Despite the relatively low megapixel count, the camera did pretty well on outdoor pictures, even during a rain shower with overcast skies, but the resulting images weren't the sharpest we've seen from a phone. That said, they were certainly good enough for uploading to Facebook or showing to pals, even if the quality isn't good enough to make it into the family album. The panorama mode was surpisingly good, stitching the pictures together seamlessly for a great panoramic shot.
The video recording is even more basic that the photo offering. Quality certainly isn't the primary concern and you won't find any high-def credentials here. Video capture is limited to a rather lame 320 x 240 resolution (at 15fps) or you can opt for 176 x 144 if you want to get more footage on the memory.
You can transfer your tunes across to the built-in music player using a microSD card, or with a Samsung charger/USB cable with the Tocco Icon supporting MP3, AAC, and WMA audio file formats. Once on the phone, tunes can be selected by artist, album, genre or playlist and the best bit is that the music player buttons are accessible on the home screen, even when it's locked, saving you the job of having to unlock the screen in order to change tracks.
As you'd expect, the on-board speaker is fairly rudimentary but it does a perfectly good job of playing back music as well as turning the handset into a speakerphone. Likewise, the audio quality is pretty good when listening through a pair of headphones. The phone also sports an FM radio and unlike some devices, the tuner is located in the phone itself, rather than in the supplied earphones. This means that you're free to swap to a different pair of headphones for radio listening if you choose or you can listen through the speaker.
You'll also find a few other features on board the phone including a stopwatch, calculator, voice recorder and dictionary, along with Google Maps which is somewhat strangely located within the games folder.

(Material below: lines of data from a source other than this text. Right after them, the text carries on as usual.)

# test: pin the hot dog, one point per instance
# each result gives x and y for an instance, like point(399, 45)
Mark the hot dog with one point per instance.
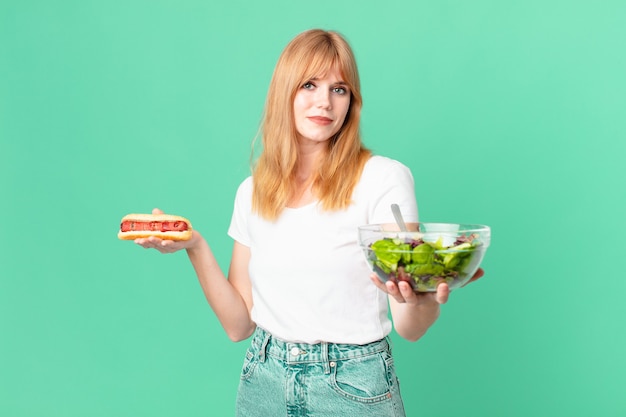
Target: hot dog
point(163, 226)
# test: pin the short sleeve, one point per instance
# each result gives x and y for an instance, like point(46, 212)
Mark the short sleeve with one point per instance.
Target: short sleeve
point(391, 182)
point(242, 209)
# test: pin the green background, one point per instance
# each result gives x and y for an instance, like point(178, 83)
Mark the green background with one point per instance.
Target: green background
point(511, 114)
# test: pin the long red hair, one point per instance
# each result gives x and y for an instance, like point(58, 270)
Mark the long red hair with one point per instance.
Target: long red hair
point(310, 54)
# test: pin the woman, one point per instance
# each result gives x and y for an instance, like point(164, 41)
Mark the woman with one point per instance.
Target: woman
point(298, 282)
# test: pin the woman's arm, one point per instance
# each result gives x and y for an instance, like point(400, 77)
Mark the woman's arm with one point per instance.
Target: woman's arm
point(230, 298)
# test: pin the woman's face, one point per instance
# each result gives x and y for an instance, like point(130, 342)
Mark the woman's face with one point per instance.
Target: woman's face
point(320, 107)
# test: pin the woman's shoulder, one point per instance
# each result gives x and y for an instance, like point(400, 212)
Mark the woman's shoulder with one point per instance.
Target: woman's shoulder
point(245, 188)
point(379, 165)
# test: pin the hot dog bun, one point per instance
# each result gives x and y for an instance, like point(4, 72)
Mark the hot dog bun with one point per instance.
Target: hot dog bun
point(162, 226)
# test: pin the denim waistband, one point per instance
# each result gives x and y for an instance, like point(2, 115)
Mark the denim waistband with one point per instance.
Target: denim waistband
point(293, 353)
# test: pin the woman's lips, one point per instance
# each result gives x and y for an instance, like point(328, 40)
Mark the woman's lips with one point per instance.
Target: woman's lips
point(320, 120)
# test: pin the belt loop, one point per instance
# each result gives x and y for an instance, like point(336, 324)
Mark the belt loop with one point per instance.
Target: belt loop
point(263, 350)
point(325, 360)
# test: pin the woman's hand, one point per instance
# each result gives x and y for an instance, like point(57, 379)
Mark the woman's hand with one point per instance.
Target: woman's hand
point(413, 313)
point(403, 293)
point(167, 246)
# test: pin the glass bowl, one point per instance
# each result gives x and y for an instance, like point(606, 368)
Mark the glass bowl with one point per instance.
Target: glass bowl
point(426, 255)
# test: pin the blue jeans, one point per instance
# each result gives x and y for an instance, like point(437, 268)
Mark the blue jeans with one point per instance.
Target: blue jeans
point(325, 379)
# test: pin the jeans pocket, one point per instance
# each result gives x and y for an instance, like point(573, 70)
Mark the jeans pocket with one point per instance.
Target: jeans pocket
point(365, 379)
point(249, 363)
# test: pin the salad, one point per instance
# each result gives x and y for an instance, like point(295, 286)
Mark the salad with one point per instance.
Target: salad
point(424, 264)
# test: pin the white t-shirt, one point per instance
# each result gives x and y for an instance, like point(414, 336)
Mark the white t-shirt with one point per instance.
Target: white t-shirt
point(310, 280)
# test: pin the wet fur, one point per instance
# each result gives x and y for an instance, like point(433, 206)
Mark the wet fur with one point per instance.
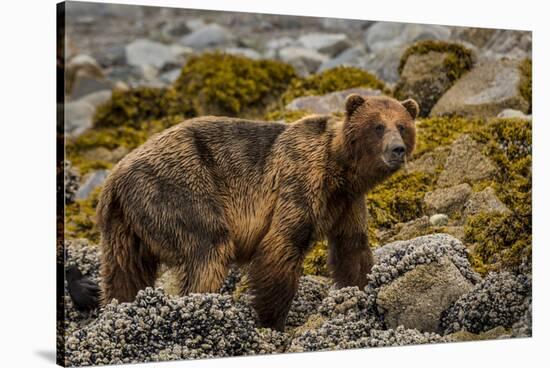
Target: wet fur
point(216, 191)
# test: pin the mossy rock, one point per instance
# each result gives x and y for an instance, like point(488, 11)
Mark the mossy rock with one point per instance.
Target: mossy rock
point(428, 69)
point(526, 82)
point(132, 107)
point(315, 262)
point(332, 80)
point(232, 85)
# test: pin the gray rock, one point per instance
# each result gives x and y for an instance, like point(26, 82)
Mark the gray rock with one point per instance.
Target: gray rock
point(97, 98)
point(304, 60)
point(329, 103)
point(511, 113)
point(209, 35)
point(383, 35)
point(448, 200)
point(326, 43)
point(501, 299)
point(91, 181)
point(384, 63)
point(484, 91)
point(78, 117)
point(417, 299)
point(424, 78)
point(143, 52)
point(353, 56)
point(484, 201)
point(242, 51)
point(466, 163)
point(439, 219)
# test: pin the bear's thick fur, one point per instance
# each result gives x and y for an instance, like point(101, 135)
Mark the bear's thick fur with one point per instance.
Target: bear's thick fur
point(216, 191)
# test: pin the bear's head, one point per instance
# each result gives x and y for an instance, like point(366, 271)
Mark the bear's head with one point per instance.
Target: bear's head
point(379, 133)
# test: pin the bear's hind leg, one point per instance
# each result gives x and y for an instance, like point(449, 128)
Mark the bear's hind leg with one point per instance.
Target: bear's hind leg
point(206, 274)
point(124, 273)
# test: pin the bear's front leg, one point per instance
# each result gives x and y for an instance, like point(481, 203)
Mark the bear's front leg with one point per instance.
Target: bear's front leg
point(350, 256)
point(274, 275)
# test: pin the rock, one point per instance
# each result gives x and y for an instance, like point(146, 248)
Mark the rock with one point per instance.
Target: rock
point(425, 77)
point(430, 161)
point(384, 35)
point(304, 60)
point(405, 231)
point(484, 91)
point(501, 299)
point(448, 200)
point(511, 113)
point(329, 103)
point(484, 201)
point(97, 98)
point(249, 53)
point(416, 299)
point(78, 117)
point(85, 83)
point(439, 219)
point(142, 52)
point(206, 36)
point(466, 163)
point(353, 56)
point(326, 43)
point(91, 181)
point(71, 180)
point(384, 63)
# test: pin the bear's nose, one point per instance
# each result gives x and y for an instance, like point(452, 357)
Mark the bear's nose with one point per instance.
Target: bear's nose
point(398, 151)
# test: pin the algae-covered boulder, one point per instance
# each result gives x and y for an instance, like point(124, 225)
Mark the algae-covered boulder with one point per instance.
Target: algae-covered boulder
point(417, 299)
point(486, 90)
point(428, 69)
point(232, 85)
point(329, 103)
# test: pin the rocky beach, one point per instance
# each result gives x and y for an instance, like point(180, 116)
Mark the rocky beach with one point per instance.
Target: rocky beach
point(451, 231)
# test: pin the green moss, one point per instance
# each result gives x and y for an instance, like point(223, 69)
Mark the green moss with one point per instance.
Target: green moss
point(459, 59)
point(80, 218)
point(315, 262)
point(503, 240)
point(399, 199)
point(223, 84)
point(131, 108)
point(526, 82)
point(440, 131)
point(332, 80)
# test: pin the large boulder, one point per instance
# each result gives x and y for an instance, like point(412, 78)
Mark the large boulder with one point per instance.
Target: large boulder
point(428, 69)
point(329, 103)
point(326, 43)
point(383, 35)
point(484, 91)
point(465, 163)
point(448, 200)
point(209, 35)
point(417, 299)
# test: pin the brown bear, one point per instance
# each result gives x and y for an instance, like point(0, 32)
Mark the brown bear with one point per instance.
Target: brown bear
point(216, 191)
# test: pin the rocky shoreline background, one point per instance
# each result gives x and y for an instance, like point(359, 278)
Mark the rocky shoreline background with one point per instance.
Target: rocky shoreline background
point(452, 231)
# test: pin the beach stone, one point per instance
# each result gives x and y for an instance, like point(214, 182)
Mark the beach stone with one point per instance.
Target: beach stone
point(484, 91)
point(326, 43)
point(417, 299)
point(465, 163)
point(209, 35)
point(383, 35)
point(449, 200)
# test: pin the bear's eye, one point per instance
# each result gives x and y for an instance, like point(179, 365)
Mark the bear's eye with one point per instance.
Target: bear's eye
point(379, 128)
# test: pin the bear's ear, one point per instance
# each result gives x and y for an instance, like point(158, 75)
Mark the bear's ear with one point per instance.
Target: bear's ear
point(353, 101)
point(411, 106)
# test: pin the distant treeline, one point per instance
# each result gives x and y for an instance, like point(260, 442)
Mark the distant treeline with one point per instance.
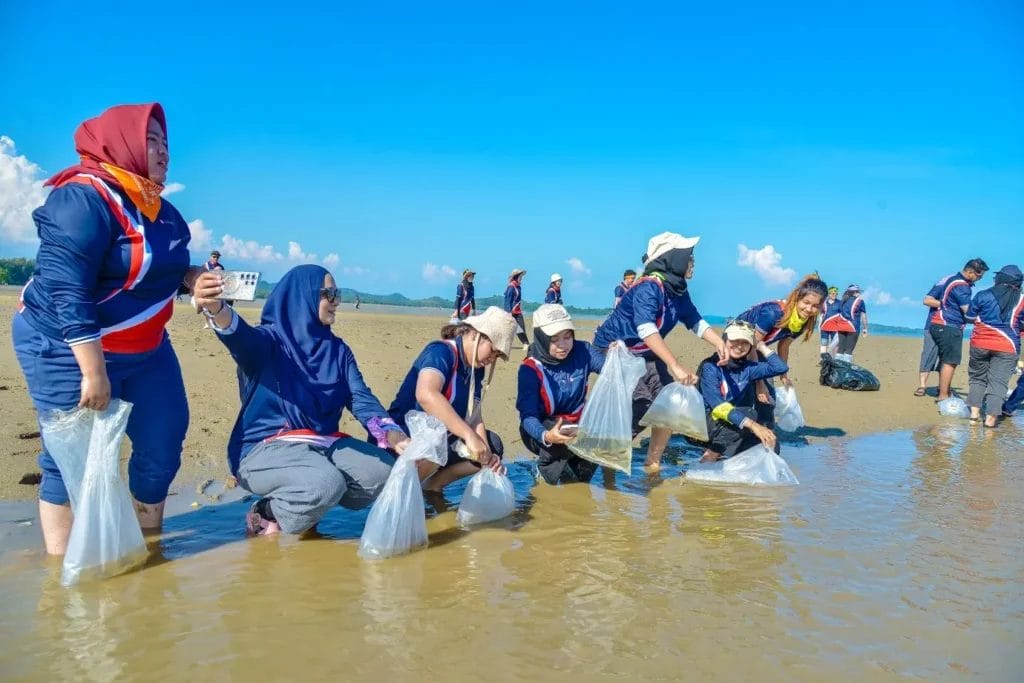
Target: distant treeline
point(15, 270)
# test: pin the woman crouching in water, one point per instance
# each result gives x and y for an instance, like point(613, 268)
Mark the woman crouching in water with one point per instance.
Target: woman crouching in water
point(296, 377)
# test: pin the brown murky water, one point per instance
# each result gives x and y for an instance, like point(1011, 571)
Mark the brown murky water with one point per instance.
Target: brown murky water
point(899, 557)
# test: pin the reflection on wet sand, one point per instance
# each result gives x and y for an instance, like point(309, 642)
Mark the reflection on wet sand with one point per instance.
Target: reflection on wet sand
point(898, 556)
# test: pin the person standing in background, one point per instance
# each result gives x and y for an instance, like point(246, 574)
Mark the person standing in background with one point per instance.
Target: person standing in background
point(997, 314)
point(513, 304)
point(554, 293)
point(852, 323)
point(829, 307)
point(623, 287)
point(950, 298)
point(465, 297)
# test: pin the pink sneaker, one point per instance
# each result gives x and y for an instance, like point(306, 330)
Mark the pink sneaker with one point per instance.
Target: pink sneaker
point(259, 521)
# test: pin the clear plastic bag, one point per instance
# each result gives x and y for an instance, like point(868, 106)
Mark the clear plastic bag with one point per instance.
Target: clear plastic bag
point(488, 497)
point(396, 523)
point(605, 434)
point(754, 466)
point(679, 408)
point(105, 539)
point(788, 416)
point(953, 408)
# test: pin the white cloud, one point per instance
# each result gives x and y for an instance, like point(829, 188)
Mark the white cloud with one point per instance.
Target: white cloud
point(437, 273)
point(202, 236)
point(578, 266)
point(172, 187)
point(767, 263)
point(20, 193)
point(295, 253)
point(356, 270)
point(878, 296)
point(249, 250)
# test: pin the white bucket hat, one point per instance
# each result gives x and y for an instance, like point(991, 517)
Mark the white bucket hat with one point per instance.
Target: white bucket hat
point(659, 244)
point(498, 326)
point(552, 318)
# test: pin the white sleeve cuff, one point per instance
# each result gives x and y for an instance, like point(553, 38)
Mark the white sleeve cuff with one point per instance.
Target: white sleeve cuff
point(646, 330)
point(231, 327)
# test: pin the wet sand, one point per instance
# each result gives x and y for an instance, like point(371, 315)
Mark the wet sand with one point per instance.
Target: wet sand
point(385, 344)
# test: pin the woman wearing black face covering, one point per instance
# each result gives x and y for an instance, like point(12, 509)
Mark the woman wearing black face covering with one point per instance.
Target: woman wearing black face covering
point(997, 314)
point(552, 391)
point(650, 309)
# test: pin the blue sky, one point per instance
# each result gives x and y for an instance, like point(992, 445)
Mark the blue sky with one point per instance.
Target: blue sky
point(877, 142)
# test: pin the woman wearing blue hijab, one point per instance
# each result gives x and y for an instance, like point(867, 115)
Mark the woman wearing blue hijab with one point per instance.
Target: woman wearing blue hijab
point(296, 377)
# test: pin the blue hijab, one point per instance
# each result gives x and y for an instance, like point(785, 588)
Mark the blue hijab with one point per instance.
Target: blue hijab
point(313, 355)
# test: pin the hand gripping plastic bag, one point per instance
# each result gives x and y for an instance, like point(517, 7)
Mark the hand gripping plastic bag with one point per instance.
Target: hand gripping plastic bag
point(953, 408)
point(605, 434)
point(488, 497)
point(679, 408)
point(396, 523)
point(754, 466)
point(105, 539)
point(788, 416)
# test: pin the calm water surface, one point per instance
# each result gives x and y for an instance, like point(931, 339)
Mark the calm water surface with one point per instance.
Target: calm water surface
point(898, 557)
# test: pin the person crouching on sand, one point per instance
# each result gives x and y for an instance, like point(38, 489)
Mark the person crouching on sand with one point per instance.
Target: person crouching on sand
point(736, 420)
point(296, 377)
point(446, 381)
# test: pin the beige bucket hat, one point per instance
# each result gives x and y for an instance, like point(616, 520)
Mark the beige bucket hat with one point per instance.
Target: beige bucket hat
point(498, 326)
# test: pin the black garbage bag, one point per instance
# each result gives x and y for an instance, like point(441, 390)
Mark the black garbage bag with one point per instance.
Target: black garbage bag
point(843, 375)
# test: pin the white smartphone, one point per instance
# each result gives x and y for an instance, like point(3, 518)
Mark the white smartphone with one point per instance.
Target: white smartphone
point(240, 285)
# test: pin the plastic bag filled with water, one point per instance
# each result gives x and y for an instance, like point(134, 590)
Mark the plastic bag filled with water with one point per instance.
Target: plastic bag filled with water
point(757, 466)
point(953, 408)
point(488, 497)
point(788, 416)
point(396, 523)
point(105, 539)
point(605, 434)
point(679, 408)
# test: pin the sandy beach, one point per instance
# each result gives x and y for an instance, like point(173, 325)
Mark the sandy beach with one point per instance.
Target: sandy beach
point(386, 343)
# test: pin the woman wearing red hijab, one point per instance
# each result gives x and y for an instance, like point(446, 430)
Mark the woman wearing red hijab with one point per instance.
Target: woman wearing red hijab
point(90, 328)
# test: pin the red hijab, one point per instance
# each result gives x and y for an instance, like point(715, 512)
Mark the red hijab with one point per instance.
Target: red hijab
point(118, 138)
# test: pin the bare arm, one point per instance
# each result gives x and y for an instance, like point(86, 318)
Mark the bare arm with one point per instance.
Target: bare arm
point(95, 384)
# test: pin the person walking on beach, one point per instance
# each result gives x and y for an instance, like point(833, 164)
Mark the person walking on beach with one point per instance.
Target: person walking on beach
point(651, 308)
point(513, 304)
point(997, 314)
point(465, 296)
point(552, 389)
point(296, 378)
point(91, 323)
point(446, 381)
point(554, 292)
point(852, 323)
point(949, 300)
point(828, 308)
point(622, 288)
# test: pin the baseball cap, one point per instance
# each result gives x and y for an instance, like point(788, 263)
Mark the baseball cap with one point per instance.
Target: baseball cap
point(740, 331)
point(552, 318)
point(666, 242)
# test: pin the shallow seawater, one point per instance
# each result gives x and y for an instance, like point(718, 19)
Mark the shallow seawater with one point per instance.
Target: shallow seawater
point(898, 557)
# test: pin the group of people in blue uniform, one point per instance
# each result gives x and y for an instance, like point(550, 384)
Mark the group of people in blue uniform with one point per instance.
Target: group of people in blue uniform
point(114, 254)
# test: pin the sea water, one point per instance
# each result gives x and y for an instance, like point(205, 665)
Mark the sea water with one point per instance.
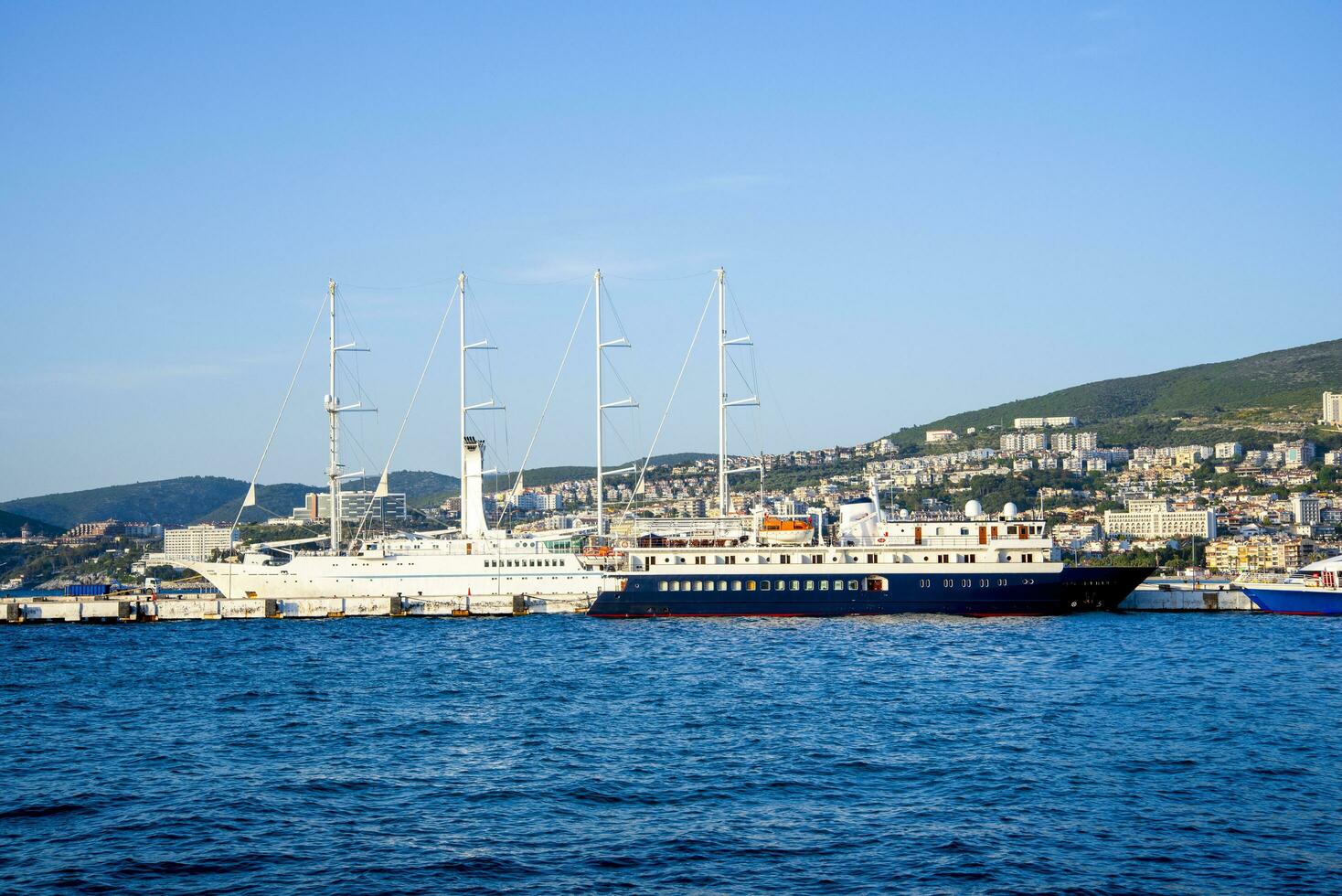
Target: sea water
point(1101, 752)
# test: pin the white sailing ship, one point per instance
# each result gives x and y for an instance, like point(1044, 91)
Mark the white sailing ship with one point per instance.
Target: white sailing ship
point(478, 571)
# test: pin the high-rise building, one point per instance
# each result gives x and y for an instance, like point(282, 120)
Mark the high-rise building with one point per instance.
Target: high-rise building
point(1333, 407)
point(1295, 453)
point(1038, 422)
point(1306, 508)
point(197, 542)
point(1155, 518)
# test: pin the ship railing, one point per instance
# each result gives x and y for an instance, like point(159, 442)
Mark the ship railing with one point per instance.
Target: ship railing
point(1262, 579)
point(946, 540)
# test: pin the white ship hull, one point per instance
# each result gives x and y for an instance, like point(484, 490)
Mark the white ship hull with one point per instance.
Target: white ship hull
point(474, 576)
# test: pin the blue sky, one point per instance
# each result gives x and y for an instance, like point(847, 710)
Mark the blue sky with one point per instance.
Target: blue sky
point(922, 208)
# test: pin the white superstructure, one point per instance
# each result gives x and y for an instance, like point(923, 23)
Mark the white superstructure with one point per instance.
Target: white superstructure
point(478, 571)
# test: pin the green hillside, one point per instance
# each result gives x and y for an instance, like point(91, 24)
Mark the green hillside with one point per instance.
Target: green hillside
point(421, 487)
point(1143, 408)
point(11, 525)
point(168, 500)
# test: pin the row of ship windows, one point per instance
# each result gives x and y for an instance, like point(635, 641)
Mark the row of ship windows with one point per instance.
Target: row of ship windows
point(701, 560)
point(764, 585)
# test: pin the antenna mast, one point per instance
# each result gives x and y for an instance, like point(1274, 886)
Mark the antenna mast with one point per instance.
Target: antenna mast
point(336, 410)
point(723, 344)
point(602, 405)
point(333, 411)
point(473, 523)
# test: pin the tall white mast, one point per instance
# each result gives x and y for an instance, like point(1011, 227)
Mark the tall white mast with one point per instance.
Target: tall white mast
point(333, 411)
point(461, 295)
point(336, 410)
point(602, 405)
point(723, 496)
point(723, 344)
point(472, 471)
point(600, 412)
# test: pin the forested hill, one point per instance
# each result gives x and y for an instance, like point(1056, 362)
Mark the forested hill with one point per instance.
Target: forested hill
point(1273, 379)
point(11, 526)
point(174, 502)
point(192, 499)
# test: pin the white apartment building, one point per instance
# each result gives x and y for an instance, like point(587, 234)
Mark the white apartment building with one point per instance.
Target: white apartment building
point(1333, 407)
point(1038, 422)
point(1155, 518)
point(1074, 440)
point(1017, 442)
point(197, 542)
point(1307, 510)
point(1296, 453)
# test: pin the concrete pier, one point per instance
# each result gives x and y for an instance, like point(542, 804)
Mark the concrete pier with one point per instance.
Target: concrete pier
point(1187, 597)
point(148, 608)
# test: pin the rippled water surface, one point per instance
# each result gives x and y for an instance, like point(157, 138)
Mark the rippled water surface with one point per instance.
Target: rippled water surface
point(1101, 752)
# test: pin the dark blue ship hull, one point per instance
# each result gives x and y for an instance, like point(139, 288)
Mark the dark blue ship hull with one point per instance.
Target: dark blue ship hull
point(1075, 589)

The Tocco Lite does reasonably well when it comes to power, with its 1000mAh battery offering up to 780 minutes of talk time and up to 1000 hours on standby, according to Samsung. We found that the battery lasted pretty well, even while we were tinkering with all the on-board features for hours on end.
Being a non-smartphone certainly has its advantages when it comes to price - the Tocco Icon is available from around £10 on a monthly contract and just under £50 on a PAYG, while you can pick one up SIM free for around £55.
Overall, the Samsung Tocco Icon isn't a massive step up from the Tocco Lite, but the inclusion of a capacitive touchscreen is certainly a compelling reason to buy if you liked the original phone. The compact chassis, slick design and ease of use also add to the package, while the features such as the straightforward audio player and the sneaky fake call function may appeal to some.
While the screen is large, the resolution isn't great and that combined with the fact that there's no 3G connectivity means that web browsing isn't brilliant, although it is just about usable. Likewise, the social networking offering is very basic. What you really miss out on, however, is all the fun that you'd get opting for an entry-level Android phone with much more potential.
If your budget is tight, then the Samsung Tocco Icon offers you a reasonable touchscreen experience for your cash.